How to Install Piwik to Analyse Acccess Logs on CentOS 6.5

0. I had to install piwik on top of nginx, php5.5 and mysql with innodb engine to improve performance. For people using piwik to analyse access logs this post might be informative, since piwik log analytic feature isn’t too fast…

1. Install nginx, mysql, and php.
Enable epel repo

Necessary packages except for php (very rough and not necesarily necessary)

yum install geoip geoip-devel pecl-geoip-php mysql-server mysql mysql-libs httpd-devel libpng-devel libgd-devel libjpeg-devel gcc curl-devel zlib=-devel libxml2-devel gd-2 apr-util-devel

Installing PHP from source to get the newest version. If any libraries are missing, install them via yum.

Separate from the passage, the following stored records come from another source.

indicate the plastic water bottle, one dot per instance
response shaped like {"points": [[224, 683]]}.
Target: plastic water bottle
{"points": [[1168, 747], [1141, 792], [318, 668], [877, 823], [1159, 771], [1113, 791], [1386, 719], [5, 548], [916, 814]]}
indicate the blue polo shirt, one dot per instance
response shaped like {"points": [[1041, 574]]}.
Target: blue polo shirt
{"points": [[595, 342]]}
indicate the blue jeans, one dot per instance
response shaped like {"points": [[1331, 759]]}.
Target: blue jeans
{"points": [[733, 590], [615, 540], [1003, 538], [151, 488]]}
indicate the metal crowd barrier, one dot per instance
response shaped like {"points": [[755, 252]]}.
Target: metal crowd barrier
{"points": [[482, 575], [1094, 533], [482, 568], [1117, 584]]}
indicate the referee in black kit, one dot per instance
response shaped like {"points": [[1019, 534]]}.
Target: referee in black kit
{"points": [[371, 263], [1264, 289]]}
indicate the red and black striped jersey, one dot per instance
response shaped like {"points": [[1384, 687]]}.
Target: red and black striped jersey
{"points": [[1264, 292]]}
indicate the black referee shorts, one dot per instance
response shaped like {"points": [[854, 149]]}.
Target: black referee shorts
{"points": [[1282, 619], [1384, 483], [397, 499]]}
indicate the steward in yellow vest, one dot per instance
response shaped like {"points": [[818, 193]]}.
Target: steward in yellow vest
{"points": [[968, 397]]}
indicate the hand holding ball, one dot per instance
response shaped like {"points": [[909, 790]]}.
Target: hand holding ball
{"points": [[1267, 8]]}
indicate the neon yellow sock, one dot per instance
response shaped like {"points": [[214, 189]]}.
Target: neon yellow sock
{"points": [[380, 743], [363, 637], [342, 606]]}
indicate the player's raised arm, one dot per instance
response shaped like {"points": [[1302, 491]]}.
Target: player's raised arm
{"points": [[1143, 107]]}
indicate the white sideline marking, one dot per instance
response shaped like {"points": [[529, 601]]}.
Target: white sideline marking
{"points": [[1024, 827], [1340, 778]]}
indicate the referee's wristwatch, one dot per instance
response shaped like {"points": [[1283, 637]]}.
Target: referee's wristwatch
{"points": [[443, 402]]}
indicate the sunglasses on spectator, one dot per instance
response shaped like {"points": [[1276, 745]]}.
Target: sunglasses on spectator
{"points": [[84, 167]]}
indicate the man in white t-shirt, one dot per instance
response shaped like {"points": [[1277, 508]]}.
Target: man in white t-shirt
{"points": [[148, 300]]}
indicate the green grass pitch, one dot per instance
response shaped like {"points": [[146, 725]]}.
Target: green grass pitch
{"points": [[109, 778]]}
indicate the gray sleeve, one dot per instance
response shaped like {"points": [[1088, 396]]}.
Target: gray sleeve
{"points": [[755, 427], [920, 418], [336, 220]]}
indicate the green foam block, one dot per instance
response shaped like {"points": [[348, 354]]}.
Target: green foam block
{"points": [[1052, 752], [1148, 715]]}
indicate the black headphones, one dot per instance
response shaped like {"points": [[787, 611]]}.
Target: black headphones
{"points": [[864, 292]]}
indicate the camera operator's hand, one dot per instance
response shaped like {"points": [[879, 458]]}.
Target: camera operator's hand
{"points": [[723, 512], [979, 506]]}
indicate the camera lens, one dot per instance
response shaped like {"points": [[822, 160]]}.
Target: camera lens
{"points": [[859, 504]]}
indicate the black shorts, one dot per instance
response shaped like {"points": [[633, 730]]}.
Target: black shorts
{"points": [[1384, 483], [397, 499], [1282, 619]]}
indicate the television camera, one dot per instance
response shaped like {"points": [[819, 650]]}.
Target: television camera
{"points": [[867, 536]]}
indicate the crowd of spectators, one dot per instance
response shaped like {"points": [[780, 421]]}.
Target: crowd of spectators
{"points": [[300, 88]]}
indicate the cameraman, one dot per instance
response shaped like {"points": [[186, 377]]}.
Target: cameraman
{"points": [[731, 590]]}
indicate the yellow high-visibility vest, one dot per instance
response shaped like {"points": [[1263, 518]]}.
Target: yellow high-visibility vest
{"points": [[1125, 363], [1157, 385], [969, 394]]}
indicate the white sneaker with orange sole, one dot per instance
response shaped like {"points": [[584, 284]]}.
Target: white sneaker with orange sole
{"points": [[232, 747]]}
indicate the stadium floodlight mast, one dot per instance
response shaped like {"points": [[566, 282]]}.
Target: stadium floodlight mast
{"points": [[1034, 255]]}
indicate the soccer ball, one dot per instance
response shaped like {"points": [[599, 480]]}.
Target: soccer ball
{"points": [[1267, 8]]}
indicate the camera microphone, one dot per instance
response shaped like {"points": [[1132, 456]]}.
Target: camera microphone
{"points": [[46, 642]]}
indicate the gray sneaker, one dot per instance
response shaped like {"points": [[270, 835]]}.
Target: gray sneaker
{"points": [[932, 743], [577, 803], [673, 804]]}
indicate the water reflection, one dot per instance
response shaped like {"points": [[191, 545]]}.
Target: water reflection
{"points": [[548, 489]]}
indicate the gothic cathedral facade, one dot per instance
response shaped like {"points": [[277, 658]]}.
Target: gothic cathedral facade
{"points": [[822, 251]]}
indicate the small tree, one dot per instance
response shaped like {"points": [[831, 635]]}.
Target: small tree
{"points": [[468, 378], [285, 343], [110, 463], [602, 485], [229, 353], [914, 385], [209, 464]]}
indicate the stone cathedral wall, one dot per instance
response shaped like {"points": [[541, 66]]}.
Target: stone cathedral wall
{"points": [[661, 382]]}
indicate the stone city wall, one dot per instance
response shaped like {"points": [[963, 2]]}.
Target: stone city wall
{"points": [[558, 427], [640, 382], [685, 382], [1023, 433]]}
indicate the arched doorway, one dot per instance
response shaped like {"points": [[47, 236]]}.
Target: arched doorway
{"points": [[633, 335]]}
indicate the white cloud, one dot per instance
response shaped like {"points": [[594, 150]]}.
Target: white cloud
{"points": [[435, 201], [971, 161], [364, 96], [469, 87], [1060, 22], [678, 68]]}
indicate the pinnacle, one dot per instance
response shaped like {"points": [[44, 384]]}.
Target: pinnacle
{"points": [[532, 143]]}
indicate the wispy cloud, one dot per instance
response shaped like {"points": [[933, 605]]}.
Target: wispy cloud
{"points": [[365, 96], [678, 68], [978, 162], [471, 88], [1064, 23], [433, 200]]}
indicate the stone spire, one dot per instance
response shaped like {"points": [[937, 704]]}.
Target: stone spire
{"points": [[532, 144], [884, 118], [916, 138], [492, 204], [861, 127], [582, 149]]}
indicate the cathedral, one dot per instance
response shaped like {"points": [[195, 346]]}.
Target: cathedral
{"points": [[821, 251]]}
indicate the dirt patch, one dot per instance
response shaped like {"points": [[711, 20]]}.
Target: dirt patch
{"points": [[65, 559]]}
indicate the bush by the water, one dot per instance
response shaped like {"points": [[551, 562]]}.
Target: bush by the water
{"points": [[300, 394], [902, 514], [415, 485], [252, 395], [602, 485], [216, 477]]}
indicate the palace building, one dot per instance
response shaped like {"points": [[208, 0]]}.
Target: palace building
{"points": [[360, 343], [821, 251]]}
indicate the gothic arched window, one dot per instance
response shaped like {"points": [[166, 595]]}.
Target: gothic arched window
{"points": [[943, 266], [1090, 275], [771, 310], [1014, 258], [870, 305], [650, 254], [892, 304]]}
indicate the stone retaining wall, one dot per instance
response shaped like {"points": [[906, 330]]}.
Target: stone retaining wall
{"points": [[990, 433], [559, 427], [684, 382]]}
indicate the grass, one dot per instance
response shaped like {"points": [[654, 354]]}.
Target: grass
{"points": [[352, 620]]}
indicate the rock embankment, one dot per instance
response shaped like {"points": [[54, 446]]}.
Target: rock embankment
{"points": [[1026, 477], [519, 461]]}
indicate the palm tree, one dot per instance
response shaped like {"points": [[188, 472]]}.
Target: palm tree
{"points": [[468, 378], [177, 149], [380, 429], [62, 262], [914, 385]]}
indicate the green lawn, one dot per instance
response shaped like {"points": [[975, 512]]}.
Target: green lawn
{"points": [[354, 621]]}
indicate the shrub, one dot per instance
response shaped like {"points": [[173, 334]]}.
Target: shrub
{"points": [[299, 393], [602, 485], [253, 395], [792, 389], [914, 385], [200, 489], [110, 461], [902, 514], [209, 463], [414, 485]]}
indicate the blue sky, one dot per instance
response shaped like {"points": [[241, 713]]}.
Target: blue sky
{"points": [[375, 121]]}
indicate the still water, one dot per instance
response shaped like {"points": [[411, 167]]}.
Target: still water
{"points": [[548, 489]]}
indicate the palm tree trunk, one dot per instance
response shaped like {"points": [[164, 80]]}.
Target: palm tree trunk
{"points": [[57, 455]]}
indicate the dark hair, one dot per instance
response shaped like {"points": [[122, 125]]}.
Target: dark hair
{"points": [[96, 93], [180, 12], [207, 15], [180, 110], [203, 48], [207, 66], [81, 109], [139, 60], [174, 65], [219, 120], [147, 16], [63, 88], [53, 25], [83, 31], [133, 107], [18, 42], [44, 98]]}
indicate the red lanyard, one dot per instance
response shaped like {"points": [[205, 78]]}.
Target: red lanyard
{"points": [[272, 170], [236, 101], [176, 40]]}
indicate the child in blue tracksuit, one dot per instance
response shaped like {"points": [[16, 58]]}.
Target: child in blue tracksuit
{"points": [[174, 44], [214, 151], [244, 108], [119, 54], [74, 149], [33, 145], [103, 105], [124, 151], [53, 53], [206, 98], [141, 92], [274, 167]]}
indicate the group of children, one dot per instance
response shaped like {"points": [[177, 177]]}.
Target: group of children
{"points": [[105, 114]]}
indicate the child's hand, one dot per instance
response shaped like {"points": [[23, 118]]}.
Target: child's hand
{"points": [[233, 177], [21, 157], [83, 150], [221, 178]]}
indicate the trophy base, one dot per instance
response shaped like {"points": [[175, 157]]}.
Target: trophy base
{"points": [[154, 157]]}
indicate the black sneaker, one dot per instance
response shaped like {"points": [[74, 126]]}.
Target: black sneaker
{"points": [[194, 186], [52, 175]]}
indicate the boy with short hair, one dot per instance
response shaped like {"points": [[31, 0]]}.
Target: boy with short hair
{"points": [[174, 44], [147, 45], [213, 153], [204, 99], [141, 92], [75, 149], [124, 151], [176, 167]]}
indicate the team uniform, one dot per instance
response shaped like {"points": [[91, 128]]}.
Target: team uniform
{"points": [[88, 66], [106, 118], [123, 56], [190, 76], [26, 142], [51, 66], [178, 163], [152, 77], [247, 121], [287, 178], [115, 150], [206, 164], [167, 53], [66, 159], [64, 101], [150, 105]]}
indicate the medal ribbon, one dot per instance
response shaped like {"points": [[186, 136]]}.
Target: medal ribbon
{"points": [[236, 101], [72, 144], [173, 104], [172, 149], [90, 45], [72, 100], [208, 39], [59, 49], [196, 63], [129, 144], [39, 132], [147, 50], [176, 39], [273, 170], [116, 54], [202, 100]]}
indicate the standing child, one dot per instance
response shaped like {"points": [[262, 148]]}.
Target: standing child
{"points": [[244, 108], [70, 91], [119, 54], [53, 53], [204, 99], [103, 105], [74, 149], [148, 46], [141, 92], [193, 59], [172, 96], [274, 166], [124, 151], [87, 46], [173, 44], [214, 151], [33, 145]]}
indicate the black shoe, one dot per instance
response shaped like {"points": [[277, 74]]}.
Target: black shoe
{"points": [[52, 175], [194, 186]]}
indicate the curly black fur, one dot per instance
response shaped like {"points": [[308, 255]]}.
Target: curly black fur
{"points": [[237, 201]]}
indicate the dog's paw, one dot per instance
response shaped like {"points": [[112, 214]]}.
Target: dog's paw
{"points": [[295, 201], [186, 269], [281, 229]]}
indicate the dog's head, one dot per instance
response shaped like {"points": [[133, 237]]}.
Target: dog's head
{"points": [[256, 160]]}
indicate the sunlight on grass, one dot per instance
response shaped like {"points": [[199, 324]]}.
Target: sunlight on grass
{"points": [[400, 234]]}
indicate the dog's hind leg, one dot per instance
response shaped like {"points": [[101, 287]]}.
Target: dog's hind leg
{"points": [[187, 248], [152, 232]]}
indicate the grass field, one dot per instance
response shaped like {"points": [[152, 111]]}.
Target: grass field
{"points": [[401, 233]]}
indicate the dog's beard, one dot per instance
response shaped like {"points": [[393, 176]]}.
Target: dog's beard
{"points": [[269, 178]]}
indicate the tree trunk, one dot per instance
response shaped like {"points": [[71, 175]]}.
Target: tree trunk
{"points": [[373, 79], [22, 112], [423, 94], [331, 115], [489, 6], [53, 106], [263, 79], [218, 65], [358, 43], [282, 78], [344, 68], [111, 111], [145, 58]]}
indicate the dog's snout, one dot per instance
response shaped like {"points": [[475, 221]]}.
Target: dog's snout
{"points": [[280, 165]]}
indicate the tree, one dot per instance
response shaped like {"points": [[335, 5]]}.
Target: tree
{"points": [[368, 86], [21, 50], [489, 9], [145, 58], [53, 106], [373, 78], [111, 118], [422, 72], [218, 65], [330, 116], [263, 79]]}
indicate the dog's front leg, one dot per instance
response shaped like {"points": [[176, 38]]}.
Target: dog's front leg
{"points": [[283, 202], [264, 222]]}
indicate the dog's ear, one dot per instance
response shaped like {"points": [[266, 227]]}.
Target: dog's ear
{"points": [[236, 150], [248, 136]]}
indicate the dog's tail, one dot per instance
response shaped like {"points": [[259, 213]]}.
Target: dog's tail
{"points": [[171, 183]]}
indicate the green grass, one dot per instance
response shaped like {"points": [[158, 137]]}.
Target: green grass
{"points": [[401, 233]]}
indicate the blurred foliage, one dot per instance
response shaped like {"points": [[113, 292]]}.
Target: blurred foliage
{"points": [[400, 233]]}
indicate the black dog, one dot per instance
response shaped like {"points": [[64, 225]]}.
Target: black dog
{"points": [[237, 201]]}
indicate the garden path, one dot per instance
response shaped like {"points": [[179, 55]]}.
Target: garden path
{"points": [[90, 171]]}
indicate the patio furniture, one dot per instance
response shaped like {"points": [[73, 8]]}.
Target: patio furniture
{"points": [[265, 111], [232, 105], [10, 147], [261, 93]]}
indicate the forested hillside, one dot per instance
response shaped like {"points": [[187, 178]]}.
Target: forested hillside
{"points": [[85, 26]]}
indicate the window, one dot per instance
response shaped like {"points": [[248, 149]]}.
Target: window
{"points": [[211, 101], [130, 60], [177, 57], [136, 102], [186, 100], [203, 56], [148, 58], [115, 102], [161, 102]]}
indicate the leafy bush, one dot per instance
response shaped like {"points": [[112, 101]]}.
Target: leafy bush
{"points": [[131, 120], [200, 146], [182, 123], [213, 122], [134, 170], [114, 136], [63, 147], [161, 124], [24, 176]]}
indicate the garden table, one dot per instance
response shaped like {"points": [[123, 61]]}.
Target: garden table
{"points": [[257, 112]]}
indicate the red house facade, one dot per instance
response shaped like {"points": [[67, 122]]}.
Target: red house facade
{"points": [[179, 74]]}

wget the newest php and unzip and move in to the directory, and run command below
./configure –with-config-file-path=/etc –with-config-file-scan-dir=/etc/php.d –with-apxs2 –with-libdir=lib64 –with-zlib –enable-calendar –enable-mbstring –with-mcrypt –with-mysql –with-mysqli –with-iconv –with-pear –enable-fpm –with-pdo-mysql –with-gd –enable-gd-native-ttf –enable-gd-jis-conv –with-vpx-dir=/usr –with-jpeg-dir=/usr –with-xpm-dir=/usr –with-freetype-dir=/usr –with-vpx-dir=/usr –with-jpeg-dir=/usr –with-xpm-dir=/usr –with-curl

make clean
make
make install

Copy php.ini to /etc/
Edit php-fpm.conf and change user and group to nginx from nobody.
And the do…
pecl install geoip
cp /php-5.5.9/sapi/fpm/init.d.php-fpm /etc/init.d/php-fpm
service php-fpm start
Increase the memory_limit to 8192M in php.ini, otherwise piwik cannot process monthly and yearly report.
If you don’t have 8G RAM like me, you need to create swap.

2. Configure mysql
Append below to /etc/my.cnf

default-table-type = InnoDB
key_buffer = 16M
max_allowed_packet = 16M
thread_stack = 256K
thread_cache_size = 16
innodb_buffer_pool_size = 2048M
innodb_log_file_size = 512M
innodb_log_buffer_size = 16M
innodb_flush_log_at_trx_commit = 2
sync_binlog = 0
innodb_flush_method = O_DIRECT
transaction-isolation = READ-COMMITTED

And rm -rf /var/lib/i*
service mysqld start

Create db and user for piwik

mysql_secure_intallation
mysql -u -root -p
create database piwik_db;
create user ‘username’@’localhost’ identified by ‘your_password’;
grant all on piwik_db.* to ‘username’@’localhost’;
grant file on *.* to ‘username’@’localhost’;
flush privileges;
quit;

3. Configure ningx
Edit /etc/nginx/nginx.conf and change number of worker processes to according to your CPU

worker_processes 4;

Edit /etc/nginx/conf.d/default.conf to enable php. I changed index and root of php-fpm. Here is a extract

location / {
root /usr/share/nginx/html;
index index.php;
}

location ~ \.php$ {
root /usr/share/nginx/html;
fastcgi_pass 127.0.0.1:9000;
fastcgi_index index.php;
fastcgi_param SCRIPT_FILENAME /usr/share/nginx/html$fastcgi_script_name;
include fastcgi_params;
}

Start nginx.

service start nginx

4. Install Piwik (finally!)
Get a zip file of your prefered version from the official site and unzip to /usr/share/nginx/html
I download the newest version from http://builds.piwik.org/

cd /usr/share/nginx/html
chown nginx:nginx -R piwik
chmod 0755 -R piwik

You might need to redirect piwik/tmp/cache/tracker to /dev/shm when analysis is slow.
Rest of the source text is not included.